Thursday, October 29, 2009

U.S. economy rebounds in third quarter after four consecutive quarters of contraction

Xinhua.com
The U.S. economy rose at a pace of 3.5 percent in the third quarter after four consecutive quarters of contraction, according to official data released Thursday, providing the strongest signal yet that the worst recession since the 1930s has ended.

The Commerce Department's advance estimate of real gross domestic product (GDP) -- the output of goods and services produced by labor and property located in the United States -- in the third quarter exceeded economists' expectations of 3.3 percent.

In the first two quarters of 2009, the U.S. real GDP decreased 6.4 percent and 0.7 percent, respectively. In the third and fourth quarters of 2008, the economy contracted 2.7 percent and 5.4 percent.
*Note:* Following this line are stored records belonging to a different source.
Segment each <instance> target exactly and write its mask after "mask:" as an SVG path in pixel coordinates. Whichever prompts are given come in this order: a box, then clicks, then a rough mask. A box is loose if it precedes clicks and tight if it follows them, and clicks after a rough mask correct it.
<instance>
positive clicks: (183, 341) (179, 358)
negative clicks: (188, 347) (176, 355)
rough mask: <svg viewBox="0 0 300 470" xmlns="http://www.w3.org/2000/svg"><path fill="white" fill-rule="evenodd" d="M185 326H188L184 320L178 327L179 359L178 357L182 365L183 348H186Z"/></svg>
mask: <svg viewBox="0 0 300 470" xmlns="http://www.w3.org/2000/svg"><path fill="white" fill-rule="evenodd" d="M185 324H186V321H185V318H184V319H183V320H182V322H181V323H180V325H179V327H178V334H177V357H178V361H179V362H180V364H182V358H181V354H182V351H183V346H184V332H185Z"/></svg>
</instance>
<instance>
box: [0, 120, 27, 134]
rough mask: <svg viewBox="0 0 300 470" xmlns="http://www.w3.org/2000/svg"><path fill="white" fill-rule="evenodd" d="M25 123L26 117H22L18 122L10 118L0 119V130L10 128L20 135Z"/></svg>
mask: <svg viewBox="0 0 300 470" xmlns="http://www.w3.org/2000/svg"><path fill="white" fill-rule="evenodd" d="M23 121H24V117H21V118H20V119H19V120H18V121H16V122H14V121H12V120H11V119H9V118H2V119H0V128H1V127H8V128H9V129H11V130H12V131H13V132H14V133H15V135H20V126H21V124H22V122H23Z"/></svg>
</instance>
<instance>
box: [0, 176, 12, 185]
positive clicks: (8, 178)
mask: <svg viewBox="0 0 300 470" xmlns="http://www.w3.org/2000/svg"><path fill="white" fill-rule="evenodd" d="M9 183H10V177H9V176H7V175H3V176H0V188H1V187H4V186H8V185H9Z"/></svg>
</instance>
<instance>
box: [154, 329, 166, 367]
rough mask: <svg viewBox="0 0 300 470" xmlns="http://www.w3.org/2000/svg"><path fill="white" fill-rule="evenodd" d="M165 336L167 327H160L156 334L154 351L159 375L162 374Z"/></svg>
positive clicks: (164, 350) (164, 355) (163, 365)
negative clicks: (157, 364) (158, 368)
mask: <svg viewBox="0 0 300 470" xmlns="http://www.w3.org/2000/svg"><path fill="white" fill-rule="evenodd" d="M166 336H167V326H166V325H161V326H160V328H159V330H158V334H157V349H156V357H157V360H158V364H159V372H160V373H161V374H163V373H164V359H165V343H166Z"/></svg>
"After four consecutive quarters of decline, positive GDP growth is an encouraging sign that the U.S. economy is moving in the right direction." the White House said in a statement.

The department said that the increase in real GDP in the third quarter primarily reflected positive contributions from personal consumption expenditures (PCE), exports, private inventory investment, federal government spending, and residential fixed investment.

Real personal consumption expenditures increased 3.4 percent in the third quarter, compared to a 0.9 percent decline in the second.

Consumer spending on durable goods -- items expected to last more than three years -- soared at an annualized rate of 22.3 percent in the July-September period, the biggest rise since the end of 2001.

The jump largely reflected car purchases driven by the government's Cash for Clunkers program, which offered a rebate of up to 4,500 U.S. dollars to buy new cars and trade in old gas guzzlers.

Exports of goods and services increased 14.7 percent in the third quarter, in contrast to a decrease of 4.1 percent in the second.

The change in real private inventories added 0.94 percentage point to the third-quarter change in real GDP after subtracting 1.42 percentage points from the second-quarter change.

Federal government spending, which rose at a rate of 7.9 percent in the third quarter, also made a significant contribution to the economic turnaround.

The housing market also showed positive signs during the summer. Spending on housing projects surged at an annualized pace of 23.4 percent, the largest jump since 1986.

The Commerce Department emphasized that the third-quarter advance estimate released Thursday was based on source data that were incomplete or subject to further revision by the source agency.

The "second" estimate for the third quarter, based on more complete data, will be released on Nov. 24, 2009.

Although the economy returned to growth, economists said the recovery remained nascent and fragile.

Federal Reserve (Fed) Chairman Ben Bernanke and members of U.S. President Barack Obama's economics team have warned the recovery would not be robust enough to prevent the unemployment rate – now at a 26-year high of 9.8 percent -- from rising into next year.

Many economists expected the unemployment rate would keep above9 percent in 2010 before reaching double digit level.

Obama said earlier that the recovery was not real unless the job market recovered.

"This welcome milestone (growth in the third quarter) is just another step, and we still have a long road to travel until the economy is fully recovered," the White House statement said. "It will take sustained, robust GDP growth to bring the unemployment rate down substantially. Such a decline in unemployment is, of course, what we are all working to achieve."

Other experts worried that the recovery was mainly driven by the government's stimulus package and might not be sustainable when the stimulus policies fell off.

The Obama Administration launched a 787-billion-dollar stimulus package in February. But some of the policies have expired or will expire soon.

After the popular Cash for Clunkers program came to an end in August, U.S. auto sales fell accordingly.

The Commerce Department reported Wednesday that U.S. new home sales decreased at an unexpectedly high annual rate of 3.6 percent in September.

As the government-supported 8,000-dollar tax credit program for first-time home buyers will expire on Nov. 30, home builders worry that they will have trouble selling their homes without the incentive.

To foster the recovery, the Fed is expected to keep its key bank lending rate at record low of near zero when it meets next week and probably will hold it there into next year.

However, economists were concerned that the measures would plant the seeds of another asset bubble if the central bank kept the interest rate at too low a level for too long.